Friday, January 23, 2009

Glimps of the Obama Phone - General Dynamics' Sectera Edge


(image found on PCmag.com website - Inside Obama's Classified Smartphone)

President Obama will be the first US President to use a Blackberry while in office. But, he will be keeping his Blackberry for his personal social use and for official US Government business he will be using one of two possible phones: Either the L3 Guardian or the Edge Windows CE Smart Phones.

The Edge and the Guardian are the result of an $18 million, NSA-sponsored program to develop a top-secret smart phone, according to Randy Siegel, Microsoft's lead enterprise mobility strategist.

Most BlackBerrys and Windows Mobile devices can work with "sensitive, but unclassified" data, according to Tom Liggett, the Sectera Edge product manager at General Dynamics. Those smart phones work with the FIPS 140-2 standard, which encrypts both data traffic and voice calls to a certain extent. And there are a lot of government functions, even in war, that aren't classified.
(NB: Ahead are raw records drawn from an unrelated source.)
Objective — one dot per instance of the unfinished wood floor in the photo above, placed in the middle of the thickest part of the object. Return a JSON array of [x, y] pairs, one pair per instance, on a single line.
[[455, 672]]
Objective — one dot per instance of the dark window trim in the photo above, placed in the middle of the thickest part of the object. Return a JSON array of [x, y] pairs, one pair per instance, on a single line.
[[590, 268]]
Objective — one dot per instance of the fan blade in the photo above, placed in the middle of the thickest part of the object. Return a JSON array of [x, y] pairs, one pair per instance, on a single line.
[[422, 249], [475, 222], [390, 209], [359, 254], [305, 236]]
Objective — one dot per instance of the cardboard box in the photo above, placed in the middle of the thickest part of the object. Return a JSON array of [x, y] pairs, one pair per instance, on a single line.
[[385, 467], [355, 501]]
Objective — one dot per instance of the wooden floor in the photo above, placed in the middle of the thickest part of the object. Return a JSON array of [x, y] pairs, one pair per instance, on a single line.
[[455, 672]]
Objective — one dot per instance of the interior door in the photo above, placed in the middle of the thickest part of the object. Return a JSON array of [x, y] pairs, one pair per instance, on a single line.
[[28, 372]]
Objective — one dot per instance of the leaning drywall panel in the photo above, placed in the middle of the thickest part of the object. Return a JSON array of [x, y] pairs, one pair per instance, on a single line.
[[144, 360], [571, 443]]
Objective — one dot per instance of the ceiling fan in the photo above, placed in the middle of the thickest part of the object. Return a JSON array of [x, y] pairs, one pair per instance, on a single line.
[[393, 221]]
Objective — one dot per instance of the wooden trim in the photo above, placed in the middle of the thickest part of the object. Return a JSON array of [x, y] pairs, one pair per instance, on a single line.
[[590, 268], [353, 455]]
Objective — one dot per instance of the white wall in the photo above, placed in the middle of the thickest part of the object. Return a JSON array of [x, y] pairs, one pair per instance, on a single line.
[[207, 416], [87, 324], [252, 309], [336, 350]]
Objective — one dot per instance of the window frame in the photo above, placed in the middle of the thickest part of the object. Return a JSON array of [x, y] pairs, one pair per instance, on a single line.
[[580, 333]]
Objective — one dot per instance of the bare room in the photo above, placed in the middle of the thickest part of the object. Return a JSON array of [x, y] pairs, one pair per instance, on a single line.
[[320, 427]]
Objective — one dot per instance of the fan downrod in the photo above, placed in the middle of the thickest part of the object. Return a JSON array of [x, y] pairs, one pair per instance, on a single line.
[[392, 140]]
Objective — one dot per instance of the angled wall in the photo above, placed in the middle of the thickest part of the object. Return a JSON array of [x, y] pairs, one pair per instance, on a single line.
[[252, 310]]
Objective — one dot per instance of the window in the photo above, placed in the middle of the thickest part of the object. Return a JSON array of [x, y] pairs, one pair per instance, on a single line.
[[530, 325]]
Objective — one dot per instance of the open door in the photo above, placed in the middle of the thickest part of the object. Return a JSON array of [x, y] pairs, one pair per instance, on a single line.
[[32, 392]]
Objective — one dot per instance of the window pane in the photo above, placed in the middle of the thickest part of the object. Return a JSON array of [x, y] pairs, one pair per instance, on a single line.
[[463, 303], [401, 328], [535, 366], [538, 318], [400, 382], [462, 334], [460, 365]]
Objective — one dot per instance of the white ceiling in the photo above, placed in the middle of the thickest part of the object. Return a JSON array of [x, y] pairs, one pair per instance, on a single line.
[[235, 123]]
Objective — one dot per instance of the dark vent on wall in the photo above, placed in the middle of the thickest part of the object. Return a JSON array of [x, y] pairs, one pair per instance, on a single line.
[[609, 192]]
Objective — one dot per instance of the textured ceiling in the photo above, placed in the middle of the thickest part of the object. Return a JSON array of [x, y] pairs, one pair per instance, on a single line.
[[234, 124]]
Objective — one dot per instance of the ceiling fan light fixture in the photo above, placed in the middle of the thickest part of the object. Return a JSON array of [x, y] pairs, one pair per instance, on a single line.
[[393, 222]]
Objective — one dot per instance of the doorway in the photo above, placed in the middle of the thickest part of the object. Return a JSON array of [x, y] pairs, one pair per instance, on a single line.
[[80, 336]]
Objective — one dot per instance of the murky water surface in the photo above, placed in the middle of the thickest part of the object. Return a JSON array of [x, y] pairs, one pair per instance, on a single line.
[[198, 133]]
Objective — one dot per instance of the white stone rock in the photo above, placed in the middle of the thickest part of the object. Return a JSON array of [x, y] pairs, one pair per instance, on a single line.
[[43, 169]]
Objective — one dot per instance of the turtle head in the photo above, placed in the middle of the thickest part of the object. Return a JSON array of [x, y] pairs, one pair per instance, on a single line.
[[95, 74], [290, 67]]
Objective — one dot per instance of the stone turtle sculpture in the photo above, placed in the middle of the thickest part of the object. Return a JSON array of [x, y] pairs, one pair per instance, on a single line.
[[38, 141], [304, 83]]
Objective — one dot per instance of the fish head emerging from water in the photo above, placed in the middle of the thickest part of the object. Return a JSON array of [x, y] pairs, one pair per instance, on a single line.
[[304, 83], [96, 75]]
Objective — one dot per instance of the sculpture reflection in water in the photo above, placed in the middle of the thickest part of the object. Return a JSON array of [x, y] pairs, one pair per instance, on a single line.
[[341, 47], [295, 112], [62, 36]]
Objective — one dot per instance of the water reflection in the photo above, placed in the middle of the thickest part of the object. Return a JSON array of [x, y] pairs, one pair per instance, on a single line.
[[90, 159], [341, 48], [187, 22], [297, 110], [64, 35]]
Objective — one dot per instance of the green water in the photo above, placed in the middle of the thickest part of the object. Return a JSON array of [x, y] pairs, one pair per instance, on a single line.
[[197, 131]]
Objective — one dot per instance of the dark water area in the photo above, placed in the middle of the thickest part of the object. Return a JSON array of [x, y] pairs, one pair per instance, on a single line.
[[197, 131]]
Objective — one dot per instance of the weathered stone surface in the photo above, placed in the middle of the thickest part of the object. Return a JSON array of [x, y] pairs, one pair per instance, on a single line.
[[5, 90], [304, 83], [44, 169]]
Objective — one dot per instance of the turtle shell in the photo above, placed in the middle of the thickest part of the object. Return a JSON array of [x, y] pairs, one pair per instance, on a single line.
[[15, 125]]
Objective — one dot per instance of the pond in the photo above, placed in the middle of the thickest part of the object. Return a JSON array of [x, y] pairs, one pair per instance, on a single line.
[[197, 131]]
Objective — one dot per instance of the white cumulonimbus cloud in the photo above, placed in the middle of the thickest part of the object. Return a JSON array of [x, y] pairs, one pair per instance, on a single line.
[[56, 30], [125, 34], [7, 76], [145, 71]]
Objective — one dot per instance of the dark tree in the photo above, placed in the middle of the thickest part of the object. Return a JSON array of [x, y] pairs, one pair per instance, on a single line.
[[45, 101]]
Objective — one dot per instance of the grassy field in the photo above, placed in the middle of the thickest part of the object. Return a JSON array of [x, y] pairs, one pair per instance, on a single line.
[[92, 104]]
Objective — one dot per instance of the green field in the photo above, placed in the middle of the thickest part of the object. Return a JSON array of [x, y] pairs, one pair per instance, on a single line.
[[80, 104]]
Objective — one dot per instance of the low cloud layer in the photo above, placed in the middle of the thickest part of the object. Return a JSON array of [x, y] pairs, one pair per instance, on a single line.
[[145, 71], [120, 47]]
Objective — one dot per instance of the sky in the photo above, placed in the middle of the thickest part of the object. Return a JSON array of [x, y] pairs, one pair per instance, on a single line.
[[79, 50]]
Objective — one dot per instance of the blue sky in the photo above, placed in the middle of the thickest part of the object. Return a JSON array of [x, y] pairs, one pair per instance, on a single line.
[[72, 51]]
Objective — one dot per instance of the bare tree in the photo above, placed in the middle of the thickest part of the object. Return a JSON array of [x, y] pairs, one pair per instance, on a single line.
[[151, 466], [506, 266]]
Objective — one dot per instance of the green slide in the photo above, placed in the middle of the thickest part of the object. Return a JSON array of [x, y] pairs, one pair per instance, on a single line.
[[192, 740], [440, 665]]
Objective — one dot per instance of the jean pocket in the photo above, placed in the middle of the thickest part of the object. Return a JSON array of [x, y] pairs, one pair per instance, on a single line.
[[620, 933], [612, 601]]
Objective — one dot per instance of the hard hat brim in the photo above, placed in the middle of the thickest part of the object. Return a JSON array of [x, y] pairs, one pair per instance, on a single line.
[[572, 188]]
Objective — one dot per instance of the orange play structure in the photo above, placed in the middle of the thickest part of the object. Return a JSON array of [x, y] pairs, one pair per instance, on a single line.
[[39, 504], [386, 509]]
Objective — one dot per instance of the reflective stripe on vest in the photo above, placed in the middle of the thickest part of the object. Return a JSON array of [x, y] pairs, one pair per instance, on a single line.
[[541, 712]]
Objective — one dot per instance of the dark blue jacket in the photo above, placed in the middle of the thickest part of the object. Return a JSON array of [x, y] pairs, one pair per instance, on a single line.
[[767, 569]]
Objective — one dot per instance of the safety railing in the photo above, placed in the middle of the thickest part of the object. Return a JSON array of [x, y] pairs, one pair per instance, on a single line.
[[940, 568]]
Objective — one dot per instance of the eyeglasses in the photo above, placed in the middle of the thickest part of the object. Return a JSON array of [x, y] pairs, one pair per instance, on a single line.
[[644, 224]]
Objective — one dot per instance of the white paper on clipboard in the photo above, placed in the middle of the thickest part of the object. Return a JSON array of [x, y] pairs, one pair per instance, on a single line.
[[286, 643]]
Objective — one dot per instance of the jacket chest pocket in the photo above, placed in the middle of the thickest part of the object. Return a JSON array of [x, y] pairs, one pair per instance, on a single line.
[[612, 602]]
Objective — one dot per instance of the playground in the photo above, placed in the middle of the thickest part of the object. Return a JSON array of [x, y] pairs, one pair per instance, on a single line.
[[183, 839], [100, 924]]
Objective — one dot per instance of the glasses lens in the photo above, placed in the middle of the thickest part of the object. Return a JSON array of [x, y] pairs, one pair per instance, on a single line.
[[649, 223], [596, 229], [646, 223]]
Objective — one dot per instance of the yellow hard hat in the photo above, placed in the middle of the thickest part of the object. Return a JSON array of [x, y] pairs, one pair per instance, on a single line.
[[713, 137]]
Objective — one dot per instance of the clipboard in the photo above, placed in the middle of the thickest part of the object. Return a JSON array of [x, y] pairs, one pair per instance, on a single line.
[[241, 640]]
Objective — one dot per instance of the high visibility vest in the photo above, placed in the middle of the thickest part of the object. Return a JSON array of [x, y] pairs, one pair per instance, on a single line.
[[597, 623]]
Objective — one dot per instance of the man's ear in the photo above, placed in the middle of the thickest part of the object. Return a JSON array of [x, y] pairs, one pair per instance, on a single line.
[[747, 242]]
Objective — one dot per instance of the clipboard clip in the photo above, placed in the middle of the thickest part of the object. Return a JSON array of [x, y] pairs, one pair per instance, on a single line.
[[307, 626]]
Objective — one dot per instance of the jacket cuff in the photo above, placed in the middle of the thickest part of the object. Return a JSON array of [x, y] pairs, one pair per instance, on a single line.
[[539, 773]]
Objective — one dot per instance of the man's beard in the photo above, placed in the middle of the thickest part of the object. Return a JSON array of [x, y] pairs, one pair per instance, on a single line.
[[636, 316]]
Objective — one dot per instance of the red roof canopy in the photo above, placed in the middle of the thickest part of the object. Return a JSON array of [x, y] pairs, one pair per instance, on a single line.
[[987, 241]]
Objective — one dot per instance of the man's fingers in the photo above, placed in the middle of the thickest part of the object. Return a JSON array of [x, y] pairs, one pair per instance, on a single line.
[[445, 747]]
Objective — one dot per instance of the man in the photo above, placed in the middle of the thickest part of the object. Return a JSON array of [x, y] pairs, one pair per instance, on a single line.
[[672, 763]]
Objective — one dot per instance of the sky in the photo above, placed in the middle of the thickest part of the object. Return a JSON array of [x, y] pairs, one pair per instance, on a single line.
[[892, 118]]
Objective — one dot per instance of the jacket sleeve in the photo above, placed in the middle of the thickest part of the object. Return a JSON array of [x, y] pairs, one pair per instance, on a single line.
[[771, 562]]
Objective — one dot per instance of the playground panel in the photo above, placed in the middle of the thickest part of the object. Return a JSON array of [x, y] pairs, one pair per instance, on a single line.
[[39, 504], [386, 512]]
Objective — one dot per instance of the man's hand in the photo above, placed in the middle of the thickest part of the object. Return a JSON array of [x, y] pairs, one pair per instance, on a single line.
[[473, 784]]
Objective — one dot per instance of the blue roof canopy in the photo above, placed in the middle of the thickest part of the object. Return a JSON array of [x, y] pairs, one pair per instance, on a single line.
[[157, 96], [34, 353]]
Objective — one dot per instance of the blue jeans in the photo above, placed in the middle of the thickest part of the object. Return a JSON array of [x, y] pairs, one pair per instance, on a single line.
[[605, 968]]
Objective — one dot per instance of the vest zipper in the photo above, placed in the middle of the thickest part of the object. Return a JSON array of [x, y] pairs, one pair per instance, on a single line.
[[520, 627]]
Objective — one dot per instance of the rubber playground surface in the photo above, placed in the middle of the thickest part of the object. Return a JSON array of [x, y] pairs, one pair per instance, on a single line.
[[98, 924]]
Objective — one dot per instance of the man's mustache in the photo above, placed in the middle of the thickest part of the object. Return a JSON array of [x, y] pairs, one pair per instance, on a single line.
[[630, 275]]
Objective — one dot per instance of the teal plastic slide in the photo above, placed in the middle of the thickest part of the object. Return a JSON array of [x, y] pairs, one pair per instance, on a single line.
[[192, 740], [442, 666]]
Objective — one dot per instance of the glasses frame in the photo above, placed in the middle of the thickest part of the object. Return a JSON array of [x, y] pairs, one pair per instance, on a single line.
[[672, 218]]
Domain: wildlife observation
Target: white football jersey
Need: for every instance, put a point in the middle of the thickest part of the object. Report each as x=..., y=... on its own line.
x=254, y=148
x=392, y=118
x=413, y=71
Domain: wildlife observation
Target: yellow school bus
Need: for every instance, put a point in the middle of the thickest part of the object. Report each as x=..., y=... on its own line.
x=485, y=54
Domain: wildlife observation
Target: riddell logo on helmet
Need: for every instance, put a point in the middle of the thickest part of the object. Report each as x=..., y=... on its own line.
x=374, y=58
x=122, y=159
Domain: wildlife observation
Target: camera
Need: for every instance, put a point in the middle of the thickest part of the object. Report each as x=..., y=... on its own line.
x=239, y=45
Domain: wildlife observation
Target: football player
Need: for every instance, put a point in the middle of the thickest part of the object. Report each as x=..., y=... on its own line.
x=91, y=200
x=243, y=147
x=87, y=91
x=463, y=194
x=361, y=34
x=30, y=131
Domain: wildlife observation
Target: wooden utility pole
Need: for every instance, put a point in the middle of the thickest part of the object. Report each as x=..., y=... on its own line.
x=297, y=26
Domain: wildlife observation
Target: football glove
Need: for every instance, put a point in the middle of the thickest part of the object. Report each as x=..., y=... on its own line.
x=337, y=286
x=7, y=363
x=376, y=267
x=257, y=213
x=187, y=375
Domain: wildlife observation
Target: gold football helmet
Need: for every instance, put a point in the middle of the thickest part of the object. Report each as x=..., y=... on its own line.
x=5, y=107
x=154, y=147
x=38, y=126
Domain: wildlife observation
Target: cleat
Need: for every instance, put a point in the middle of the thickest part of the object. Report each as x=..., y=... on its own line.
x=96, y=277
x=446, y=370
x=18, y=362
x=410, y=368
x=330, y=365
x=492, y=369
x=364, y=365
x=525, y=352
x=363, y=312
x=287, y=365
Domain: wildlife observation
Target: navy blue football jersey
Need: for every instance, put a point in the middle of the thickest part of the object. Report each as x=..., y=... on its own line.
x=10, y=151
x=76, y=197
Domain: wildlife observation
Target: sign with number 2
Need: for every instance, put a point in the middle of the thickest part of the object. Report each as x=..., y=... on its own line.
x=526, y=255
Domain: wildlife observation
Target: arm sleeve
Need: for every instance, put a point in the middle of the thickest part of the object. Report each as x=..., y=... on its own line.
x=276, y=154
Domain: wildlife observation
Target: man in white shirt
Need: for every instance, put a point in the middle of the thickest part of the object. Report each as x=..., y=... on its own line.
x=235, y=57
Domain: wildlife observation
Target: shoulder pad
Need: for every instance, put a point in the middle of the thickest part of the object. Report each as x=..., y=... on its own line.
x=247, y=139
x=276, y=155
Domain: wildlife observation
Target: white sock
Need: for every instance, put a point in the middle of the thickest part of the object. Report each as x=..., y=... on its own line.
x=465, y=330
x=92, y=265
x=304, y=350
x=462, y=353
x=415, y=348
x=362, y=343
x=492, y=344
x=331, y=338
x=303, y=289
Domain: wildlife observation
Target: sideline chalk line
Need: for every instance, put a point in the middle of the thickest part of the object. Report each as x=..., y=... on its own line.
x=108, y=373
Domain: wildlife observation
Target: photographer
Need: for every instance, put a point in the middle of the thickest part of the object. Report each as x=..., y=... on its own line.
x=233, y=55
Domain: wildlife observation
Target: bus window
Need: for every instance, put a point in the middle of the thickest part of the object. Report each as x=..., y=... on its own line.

In Iraq, for instance, Windows Mobile devices are used for battle triage, roadside bomb detection, and even as sniper aids, Siegel said.

But about 300,000 Americans have access to a secret, controlled Internet called SIPRNet, the Secret Internet Protocol Router Network. What's on there? It's classified. And the Edge and the Guardian are the only smartphones that can tap into it.

"The BlackBerry device and the Windows Mobile devices currently are not cleared for SIPRNetSiegel said. "This is the type of communication that a General Petraeus is giving, or many State Department officials, or many DHS officials." communications,"

To make voice calls, for instance, the Edge uses an encryption protocol called SCIP, the Secure Communications Interoperability Protocol. It runs on any of the four national cell-phone carriers' – you can actually switch the cellular module out by hand – but the calls are encrypted end-to-end, so that they can only be decrypted by another SCIP phone.

All the data on the device is encrypted using "NSA Type 1 algorithms," which are forbidden to be used by civilians, Liggett said. This is real spy-movie stuff."

The phone will offer a switch option for classified or unclassified mode. The phone itself can still do many things that a Windows Mobile device can do including connecting to Microsoft Exchange server, edit and work on Microsoft office documents and play media using windows media player. So if you are thinkin of wow i would love to get one of these phones. It will set you back $3300 provided you pass the security clearance for obtaining one too.